Assessing Large Language Models for Online Extremism Research: Identification, Explanation, and New Knowledge

Authors: Beidi Dong, Jin R. Lee, Ziwei Zhu, Balassubramanian Srinivasan

Abstract: The United States has experienced a significant increase in violent
extremism, prompting the need for automated tools to detect and limit the
spread of extremist ideology online. This study evaluates the performance of
Bidirectional Encoder Representations from Transformers (BERT) and Generative
Pre-Trained Transformers (GPT) in detecting and classifying online domestic
extremist posts. We collected social media posts containing “far-right” and
“far-left” ideological keywords and manually labeled them as extremist or
non-extremist. Extremist posts were further classified into one or more of five
contributing elements of extremism based on a working definitional framework.
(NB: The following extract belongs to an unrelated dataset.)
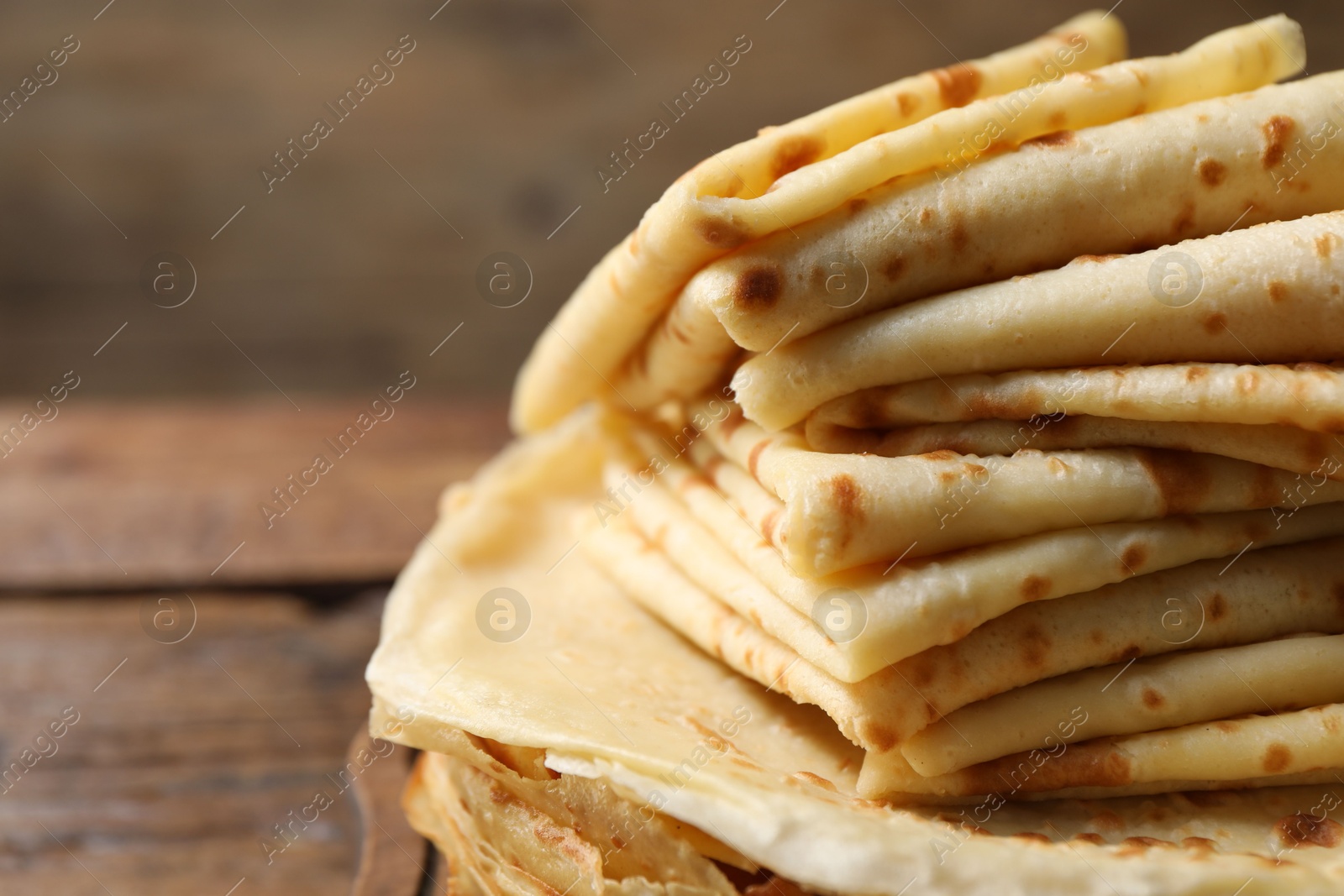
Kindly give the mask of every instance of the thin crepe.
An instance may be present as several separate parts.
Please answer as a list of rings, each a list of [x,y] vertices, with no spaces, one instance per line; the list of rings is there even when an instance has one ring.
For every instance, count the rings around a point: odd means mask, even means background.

The BERT model’s performance was evaluated based on training data size and
knowledge transfer between categories. We also compared the performance of GPT
3.5 and GPT 4 models using different prompts: na\”ive, layperson-definition,
role-playing, and professional-definition. Results showed that the best
performing GPT models outperformed the best performing BERT models, with more
detailed prompts generally yielding better results. However, overly complex
prompts may impair performance. Different versions of GPT have unique
sensitives to what they consider extremist. GPT 3.5 performed better at
classifying far-left extremist posts, while GPT 4 performed better at
classifying far-right extremist posts. Large language models, represented by
GPT models, hold significant potential for online extremism classification
tasks, surpassing traditional BERT models in a zero-shot setting. Future
research should explore human-computer interactions in optimizing GPT models
for extremist detection and classification tasks to develop more efficient
(e.g., quicker, less effort) and effective (e.g., fewer errors or mistakes)
methods for identifying extremist content.